Since 2018, J.C Penney, Macy's, Kmart, Shopko and Safeway permanently closed their doors in Lewiston. Horizon Air ended its Lewiston service, and the Lewiston Tribune eliminated its Monday edition after 115 years of daily publication.
In a letter to Idaho Sens. Mike Crapo and Jim Risch in 2009, 21 Lewiston business owners identified Lewiston's economic needs, including new transportation infrastructure and funds for economic development. The greatest need identified was the elimination of continued uncertainty surrounding the lower Snake River dams.
U.S. Rep.
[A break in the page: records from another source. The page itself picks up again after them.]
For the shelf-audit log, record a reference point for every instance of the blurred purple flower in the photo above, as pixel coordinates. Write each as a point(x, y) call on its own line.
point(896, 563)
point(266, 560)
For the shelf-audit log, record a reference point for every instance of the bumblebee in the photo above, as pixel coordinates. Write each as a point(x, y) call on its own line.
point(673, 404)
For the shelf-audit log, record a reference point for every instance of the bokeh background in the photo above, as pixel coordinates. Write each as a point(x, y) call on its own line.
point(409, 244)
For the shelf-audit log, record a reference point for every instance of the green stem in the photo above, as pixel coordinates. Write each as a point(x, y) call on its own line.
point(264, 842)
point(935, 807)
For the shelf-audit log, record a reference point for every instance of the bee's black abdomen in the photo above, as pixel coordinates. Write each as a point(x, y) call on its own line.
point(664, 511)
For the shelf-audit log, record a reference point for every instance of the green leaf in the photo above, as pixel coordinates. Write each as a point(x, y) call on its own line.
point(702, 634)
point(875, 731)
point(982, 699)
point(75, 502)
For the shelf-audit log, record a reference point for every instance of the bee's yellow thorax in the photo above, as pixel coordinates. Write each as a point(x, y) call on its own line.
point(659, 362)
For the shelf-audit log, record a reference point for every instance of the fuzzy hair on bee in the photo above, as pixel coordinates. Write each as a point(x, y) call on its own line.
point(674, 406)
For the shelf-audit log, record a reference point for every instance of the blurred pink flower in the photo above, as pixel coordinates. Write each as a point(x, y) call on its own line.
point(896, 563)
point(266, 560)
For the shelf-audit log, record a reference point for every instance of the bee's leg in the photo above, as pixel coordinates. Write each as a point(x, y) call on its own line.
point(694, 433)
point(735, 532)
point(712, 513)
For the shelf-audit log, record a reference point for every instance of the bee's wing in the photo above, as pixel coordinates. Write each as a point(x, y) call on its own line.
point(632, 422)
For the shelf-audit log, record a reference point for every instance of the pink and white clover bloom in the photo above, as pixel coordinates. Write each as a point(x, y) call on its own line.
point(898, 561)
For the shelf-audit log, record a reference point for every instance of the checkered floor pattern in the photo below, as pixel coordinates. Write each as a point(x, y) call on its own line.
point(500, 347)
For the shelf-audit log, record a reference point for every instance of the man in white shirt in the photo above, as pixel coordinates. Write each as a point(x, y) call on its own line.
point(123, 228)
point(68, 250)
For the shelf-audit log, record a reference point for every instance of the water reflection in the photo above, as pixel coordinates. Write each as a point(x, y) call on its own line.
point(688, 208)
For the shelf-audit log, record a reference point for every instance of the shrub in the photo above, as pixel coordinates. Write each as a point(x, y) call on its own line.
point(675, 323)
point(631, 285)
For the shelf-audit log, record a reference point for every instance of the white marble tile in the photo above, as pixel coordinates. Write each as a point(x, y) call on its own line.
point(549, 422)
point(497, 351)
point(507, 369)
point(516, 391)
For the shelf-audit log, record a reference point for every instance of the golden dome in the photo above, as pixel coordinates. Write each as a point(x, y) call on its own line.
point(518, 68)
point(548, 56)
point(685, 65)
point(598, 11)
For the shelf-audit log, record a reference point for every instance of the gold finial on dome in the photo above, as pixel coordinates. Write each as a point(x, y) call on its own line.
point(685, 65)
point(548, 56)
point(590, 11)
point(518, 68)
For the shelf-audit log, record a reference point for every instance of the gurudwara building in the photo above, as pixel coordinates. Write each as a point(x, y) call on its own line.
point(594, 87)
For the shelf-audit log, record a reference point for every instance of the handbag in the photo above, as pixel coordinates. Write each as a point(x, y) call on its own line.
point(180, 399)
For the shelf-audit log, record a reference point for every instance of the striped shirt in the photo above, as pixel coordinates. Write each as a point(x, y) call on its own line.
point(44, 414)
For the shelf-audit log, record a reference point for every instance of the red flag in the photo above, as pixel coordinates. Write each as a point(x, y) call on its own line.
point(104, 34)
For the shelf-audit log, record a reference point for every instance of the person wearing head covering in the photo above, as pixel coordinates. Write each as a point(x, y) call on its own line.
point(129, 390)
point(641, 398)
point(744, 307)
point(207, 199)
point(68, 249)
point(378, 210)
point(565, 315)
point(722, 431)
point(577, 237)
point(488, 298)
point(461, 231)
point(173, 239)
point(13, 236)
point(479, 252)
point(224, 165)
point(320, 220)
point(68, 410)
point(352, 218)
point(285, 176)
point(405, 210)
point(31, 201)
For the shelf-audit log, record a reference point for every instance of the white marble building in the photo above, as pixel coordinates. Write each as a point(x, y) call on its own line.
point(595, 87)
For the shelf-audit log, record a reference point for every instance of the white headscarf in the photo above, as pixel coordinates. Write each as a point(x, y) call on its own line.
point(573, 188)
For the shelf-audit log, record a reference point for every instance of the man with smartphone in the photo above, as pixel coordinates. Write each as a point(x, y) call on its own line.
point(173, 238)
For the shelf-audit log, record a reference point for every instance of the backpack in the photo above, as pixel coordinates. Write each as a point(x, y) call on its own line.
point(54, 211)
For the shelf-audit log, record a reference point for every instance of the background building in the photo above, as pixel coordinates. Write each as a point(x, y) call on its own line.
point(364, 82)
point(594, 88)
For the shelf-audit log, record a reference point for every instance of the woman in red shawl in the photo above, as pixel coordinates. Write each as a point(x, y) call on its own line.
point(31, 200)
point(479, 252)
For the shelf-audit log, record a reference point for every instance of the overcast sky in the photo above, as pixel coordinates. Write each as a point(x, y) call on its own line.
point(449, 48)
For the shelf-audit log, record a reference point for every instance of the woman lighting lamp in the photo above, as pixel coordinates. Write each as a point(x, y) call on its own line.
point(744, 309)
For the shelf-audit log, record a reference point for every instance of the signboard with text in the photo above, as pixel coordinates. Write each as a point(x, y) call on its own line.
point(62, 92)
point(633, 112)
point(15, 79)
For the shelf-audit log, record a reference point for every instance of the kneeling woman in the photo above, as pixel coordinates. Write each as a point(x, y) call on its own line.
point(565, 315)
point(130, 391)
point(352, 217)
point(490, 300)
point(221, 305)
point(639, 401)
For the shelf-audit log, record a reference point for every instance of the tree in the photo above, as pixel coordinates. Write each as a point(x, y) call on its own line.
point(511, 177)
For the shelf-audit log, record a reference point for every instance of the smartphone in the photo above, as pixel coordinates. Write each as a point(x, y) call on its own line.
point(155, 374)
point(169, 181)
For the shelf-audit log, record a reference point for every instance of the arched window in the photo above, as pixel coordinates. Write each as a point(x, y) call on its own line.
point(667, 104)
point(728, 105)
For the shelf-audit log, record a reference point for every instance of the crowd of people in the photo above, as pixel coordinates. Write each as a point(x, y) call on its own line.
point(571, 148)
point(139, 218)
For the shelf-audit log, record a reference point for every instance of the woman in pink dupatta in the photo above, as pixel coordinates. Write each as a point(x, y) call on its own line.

Mike Simpson, R-Idaho, has proposed an extensive 10-year investment in the Lewis-Clark Valley totaling $850 million, including $200 million for the valley's three ports, $150 million to restore the cities' waterfronts; $100 million for economic development, and much more. Simpson's proposal also includes funding for projects not necessarily in Lewiston that would also benefit the city such as $1.5 billion for grain unit-train loaders, the establishment of a lower Snake River National Recreation Area, and salmon and steelhead recovery. A reasonable estimate of total investment in Region 2 plus Asotin County in eastern Washington is $1.92 billion, yet many of the region's elected officials have trashed Simpson's proposal.
Do residents of north central Idaho prefer remaining at the bottom of Idaho's economic barrel, living with continued dam uncertainty and watching our Snake River salmon and steelhead go extinct? Really?